# Phase ii (w Blend Knob)



## phi1 (Dec 29, 2019)

The 1590B enclosures from Small Bear are slightly roomier on the inside than the ones from Tayda (because of the thinner walls).  So, the 2.2" wide board just fits.  Plus, this is a really cool blue color.  The knobs are from Small Bear too.  I meant to take a pic of the solder side of the board to show how the pots are oriented, but I forgot.  The Rate and Depth pots are rotated 180deg from how they would normally be mounted so that they are inside the perimeter of the board instead of hanging outside the perimeter like the board is designed.  I had to use solder lugs and short wires to reverse lugs 1 and 3 in an 'X' shape for both pots.  The Feedback pot also uses solder lugs and wire to move it over to the side. 

For the blend knob, I just put a simple BJT buffer on the dry side and a 50kB blend pot.  You can kind of see the buffer vero board, which is superglued to some doublesided tape down next to the footswitch.  I experimented with a buffer on the wet side (before the phase circuit), since the input impedance is only about 390k(?), but it didn't seem to make a noticeable difference. 

I set the trimmers by ear, but ended up similar to what some others have suggested, the 10k trimmer at noon, and the 1k trimmer (sets the led brightness) slightly high at about 1:30.  With the brightness trimmer lower, you get some wonky glub glub sounds at high depth settings, and bringing the brightness up smooths it out.

I don't have much experience playing with phasors, but I really love the sound.  I think the blend knob is really nice, allows some textures I can't get just by changing the depth and feedback knobs.  Hopefully there's a blend pcb available on here soon so it's easier for people to access this mod.


----------



## Chuck D. Bones (Dec 29, 2019)

Nice build, tight fit.  

Another way to implement a Blend function is to replace R31 with a 10K pot.  Dialing the pot down removes some or all of the dry signal.  If you want to dial down the wet signal instead, Replace R5 with a 5K pot.  In either case, you will want to tweak R30 to get maximum phase effect when the BLEND pot is maxed.


----------



## phi1 (Dec 29, 2019)

Huh interesting, I see what you mean but I wouldn’t have thought to do that. Thanks for sharing. 

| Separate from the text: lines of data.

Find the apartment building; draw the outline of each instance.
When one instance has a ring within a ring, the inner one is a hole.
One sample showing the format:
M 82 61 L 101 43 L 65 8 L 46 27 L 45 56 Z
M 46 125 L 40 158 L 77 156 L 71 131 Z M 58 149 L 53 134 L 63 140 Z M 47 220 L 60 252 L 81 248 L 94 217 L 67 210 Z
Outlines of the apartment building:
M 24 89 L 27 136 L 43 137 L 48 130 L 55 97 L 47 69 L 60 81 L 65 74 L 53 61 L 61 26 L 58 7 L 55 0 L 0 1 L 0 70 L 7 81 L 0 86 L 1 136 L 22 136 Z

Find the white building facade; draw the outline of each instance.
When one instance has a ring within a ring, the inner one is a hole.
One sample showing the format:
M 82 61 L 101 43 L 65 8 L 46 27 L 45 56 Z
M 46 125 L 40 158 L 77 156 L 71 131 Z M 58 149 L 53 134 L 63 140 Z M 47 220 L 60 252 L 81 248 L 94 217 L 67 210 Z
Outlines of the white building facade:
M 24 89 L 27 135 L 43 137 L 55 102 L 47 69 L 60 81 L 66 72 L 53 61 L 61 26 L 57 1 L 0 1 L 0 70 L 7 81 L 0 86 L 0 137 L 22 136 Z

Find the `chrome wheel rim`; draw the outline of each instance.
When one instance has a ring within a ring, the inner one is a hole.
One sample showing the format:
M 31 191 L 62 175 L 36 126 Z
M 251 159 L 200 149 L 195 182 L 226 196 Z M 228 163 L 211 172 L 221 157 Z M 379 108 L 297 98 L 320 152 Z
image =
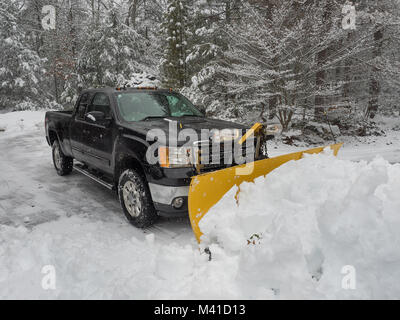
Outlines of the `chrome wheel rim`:
M 54 149 L 54 164 L 58 170 L 61 170 L 61 154 L 58 146 Z
M 122 195 L 126 210 L 132 217 L 137 218 L 142 212 L 142 202 L 136 185 L 132 181 L 127 181 L 122 189 Z

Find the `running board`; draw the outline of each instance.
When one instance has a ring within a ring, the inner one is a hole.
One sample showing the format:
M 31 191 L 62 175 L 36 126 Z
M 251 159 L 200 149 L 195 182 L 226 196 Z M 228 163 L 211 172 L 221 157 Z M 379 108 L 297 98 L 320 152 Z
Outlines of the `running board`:
M 96 181 L 97 183 L 101 184 L 103 187 L 106 187 L 109 190 L 115 190 L 115 187 L 113 184 L 108 183 L 104 181 L 103 179 L 96 177 L 93 173 L 89 172 L 82 164 L 75 164 L 74 169 L 78 171 L 79 173 L 82 173 L 83 175 L 89 177 L 90 179 Z

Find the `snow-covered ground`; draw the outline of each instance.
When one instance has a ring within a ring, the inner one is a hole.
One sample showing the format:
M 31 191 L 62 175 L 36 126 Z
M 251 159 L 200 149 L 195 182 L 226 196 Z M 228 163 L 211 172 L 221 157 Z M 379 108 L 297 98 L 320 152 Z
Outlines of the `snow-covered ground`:
M 187 220 L 135 229 L 108 190 L 57 176 L 43 119 L 0 114 L 0 298 L 400 298 L 398 132 L 288 163 L 246 185 L 239 209 L 227 194 L 204 221 L 208 261 Z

I have a question, in both those cases you mentioned (using a pot to boost or attenuate either the dry or wet signal), would the pot be able to keep constant volume through the sweep?  For example if you put a 5k pot in for R5, you could dial less wet, but I’d think the overall volume would go down too.  Is there a simple way around this?  Maybe a dual pot which affects the wet and dry side simultaneously, but it seems this might be tricky to tune for consistent overall volume through the sweep. 

The way I did (basically like a tagboard split n blend) keeps pretty consistent volume through the sweep, since you’re just planning between the two signals.


----------



## Chuck D. Bones (Dec 29, 2019)

The mod I described will make a <2dB variation when you dial the Blend from from one end to the other.  It will barely be noticeable.  The end-to-end dry signal gain is 0.82 or -1.7dB.  The end-to-end wet signal gain (with feedback set to zero) is also -1.7dB.  

The wet signal's phase varies with frequency.  At frequencies where the wet and dry signals are exactly (or nearly) in phase, they reinforce each other and the signal is 6dB stronger.  At frequencies where they are exactly (or nearly) out of phase, they cancel each other out.  At most frequencies, they are somewhere in between.  Because of this, phase shifters will alter the perceived volume a little bit.  Feedback can accentuate the volume change.  The Phase II design deliberately tries to compensate for the volume change by reducing the wet and dry signals by 1.7dB.  The Phase 90, by comparison, does not compensate for the volume change; the wet and dry gains are 0dB.  A few phase shifters, like the Abyss, have a volume knob so you can make your own adjustment.


----------



## phi1 (Dec 29, 2019)

Gotcha. I know what you mean about the perceived volume... hard to nail down if it’s unity or louder, since it’s frequency dependent. 

As a test (with my blend pot all the way wet) I shorted out R5 (just touched some leads to pins 1 and 2 of the op amp). With A/B testing you can hear a volume drop from the bypassed signal compared to the signal through the pedal with R5 shorted, basically dry, just slightly less volume. But it’s not a huge drop, which aligns with what you said. So there’s prospect for it being a much simpler way to implement a blend pot.


----------



## Mourguitars (Dec 30, 2019)

Awesome build phi1 !

Congrats !

Mike


----------